# God bless her!!!



## Guest (Dec 20, 2005)

My sister should be in CS. She definitely understands the meaning and purpose of a bomb. Got home last night, there was a big box on the porch. Too big for the dsl modem I'm waiting on, and way too heavy. Tag on outside said something about alcohol being involved. On card, nothing but shipper addy. Must be a bomb. I let Ninja open it, since his skills would allow a safe escape for both of us!!

Inside were twelve bottles of beer. I have been busting my brain to figure out if this was a sneak attack from Virginia (George knows better than to start that up again).
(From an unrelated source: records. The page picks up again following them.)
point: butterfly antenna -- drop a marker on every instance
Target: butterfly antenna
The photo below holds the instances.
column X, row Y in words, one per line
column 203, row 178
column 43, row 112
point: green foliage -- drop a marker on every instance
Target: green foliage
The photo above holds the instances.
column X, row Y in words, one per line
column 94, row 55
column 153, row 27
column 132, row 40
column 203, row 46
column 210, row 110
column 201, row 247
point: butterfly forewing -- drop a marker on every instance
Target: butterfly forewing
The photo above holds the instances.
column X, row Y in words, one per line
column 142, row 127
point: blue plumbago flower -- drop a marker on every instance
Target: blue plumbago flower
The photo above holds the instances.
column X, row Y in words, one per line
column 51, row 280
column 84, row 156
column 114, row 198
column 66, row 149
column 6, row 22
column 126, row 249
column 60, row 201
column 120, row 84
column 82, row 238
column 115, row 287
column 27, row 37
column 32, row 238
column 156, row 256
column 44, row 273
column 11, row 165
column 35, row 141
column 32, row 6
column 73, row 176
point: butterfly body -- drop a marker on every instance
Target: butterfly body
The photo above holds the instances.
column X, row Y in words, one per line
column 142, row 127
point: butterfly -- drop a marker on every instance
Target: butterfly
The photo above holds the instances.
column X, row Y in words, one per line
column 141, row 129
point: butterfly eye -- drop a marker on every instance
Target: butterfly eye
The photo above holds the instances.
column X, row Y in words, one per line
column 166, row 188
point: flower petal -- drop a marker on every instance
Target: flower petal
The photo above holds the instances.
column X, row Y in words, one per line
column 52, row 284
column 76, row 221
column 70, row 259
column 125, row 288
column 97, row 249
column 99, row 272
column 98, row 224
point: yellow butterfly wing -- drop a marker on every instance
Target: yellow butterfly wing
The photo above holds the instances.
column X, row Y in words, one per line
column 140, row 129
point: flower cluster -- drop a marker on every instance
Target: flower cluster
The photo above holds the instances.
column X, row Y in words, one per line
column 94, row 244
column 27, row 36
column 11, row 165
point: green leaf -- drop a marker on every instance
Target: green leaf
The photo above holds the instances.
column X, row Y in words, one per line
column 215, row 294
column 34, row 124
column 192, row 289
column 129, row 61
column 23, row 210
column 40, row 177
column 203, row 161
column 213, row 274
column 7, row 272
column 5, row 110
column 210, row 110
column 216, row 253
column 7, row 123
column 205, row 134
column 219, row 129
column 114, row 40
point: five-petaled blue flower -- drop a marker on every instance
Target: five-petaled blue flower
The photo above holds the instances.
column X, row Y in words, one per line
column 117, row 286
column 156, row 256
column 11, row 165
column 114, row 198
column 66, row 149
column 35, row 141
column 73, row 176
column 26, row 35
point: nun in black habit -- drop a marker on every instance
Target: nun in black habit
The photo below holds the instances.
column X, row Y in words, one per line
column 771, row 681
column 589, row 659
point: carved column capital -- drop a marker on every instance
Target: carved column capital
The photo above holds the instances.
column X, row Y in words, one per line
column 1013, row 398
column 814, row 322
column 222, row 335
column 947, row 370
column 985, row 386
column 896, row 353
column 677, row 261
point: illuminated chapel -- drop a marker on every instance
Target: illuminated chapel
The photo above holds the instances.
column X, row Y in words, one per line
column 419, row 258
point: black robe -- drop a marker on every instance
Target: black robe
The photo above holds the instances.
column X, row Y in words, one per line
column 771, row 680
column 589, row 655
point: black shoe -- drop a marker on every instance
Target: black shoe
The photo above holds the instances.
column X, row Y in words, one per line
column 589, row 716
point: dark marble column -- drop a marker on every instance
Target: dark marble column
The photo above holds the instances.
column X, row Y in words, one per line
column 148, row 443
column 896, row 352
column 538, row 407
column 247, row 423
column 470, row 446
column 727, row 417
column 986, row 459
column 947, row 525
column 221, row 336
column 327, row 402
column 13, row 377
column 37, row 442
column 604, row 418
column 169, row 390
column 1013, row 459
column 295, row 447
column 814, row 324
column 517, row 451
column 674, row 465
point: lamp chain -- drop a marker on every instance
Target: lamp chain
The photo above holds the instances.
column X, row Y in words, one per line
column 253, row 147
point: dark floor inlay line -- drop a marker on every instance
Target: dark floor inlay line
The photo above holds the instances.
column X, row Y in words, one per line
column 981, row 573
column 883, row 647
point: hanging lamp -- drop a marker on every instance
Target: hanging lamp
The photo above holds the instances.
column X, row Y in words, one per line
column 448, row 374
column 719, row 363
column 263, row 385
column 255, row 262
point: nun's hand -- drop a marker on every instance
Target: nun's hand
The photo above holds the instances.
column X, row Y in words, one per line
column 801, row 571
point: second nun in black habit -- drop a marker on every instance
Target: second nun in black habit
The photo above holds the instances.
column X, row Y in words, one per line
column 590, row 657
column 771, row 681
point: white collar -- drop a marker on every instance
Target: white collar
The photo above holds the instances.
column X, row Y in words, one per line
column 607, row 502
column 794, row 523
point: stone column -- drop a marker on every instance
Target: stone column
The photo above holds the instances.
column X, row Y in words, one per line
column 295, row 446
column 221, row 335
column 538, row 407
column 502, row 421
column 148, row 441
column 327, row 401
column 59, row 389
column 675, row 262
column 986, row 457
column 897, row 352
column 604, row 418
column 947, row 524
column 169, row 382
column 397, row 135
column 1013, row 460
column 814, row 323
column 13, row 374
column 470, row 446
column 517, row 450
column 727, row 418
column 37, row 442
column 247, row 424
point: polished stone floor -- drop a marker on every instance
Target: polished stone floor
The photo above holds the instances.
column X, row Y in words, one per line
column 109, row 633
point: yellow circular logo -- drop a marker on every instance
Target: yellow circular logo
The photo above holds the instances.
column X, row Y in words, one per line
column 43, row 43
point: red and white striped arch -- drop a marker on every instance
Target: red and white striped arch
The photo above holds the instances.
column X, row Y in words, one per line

This morning, I had an e-mail from my older sister with the following:

_You've been given a Gift Membership to the Microbrewed Beer of the Month Club. Each month you will receive twelve, 12-oz. microbrewed beers showcasing four different beer styles [three bottles of each style]. And you'll learn how each beer is made, what to look for when you taste each beer, and much more by reading our accompanying monthly newsletter!

Your membership will begin in December and will continue for three months, shipping every other month. You should look for your shipments to arrive towards the end of each month.
_

What can I say. My sister has bombed me, and quite successfully, I might add. She knows I smoke cigars, and has heard me talk about bombs. For a blonde, maybe she isn't so dumb after all!!

On a funny note, I was on the cell phone telling my wife about package. She was at a drive-up window picking up some food, and mentioned to me that package was definitely a bomb of some sort. The person in the drive-up window was handing her the food when she told me that, and almost dropped her food on the ground as he turned white as a ghost :r


----------



## pnoon (Jun 8, 2005)

SvilleKid said:


> My sister should be in CS. She definitely understands the meaning and purpose of a bomb.


And her handle could be SvilleKidSister. 
What a great gift, Cliff. Enjoyment all year round. You'll have to share some of your reviews of the beers.

Have a Merry Christmas.
:al


----------



## altbier (Feb 20, 2005)

Thats too cool! Nice gift!


----------



## par (May 22, 2005)

That is really, really nice! Merry x-mas s'villekid!


----------



## DownUnder LLG (Mar 29, 2005)

Very cool Cliff. Lets us know how your beers go. I'm guessing that your wife had some explaining to do to the drive thru attendant :r


----------



## Warhorse545 (Oct 16, 2005)

Way cool. I live 3 miles from my sister and I think that is to close.  be glad you a got a good one and enjoy the gift. 


Stacey


----------



## RPB67 (Mar 26, 2005)

Thats awesome.

Being bombed by a sister. Definatley a new one. Enjoy the beer ! :al


----------



## FpDoc77 (Nov 30, 2005)

Hope you get to try a local Cleveland beer. Great Lakes brewery makes the best beers I have ever tasted.


----------



## El Gato (Apr 2, 2003)

My sister gave me wool pants. 

Can we trade sisters?

Awesome gift, you should be most thankful. Enjoy those beers!


----------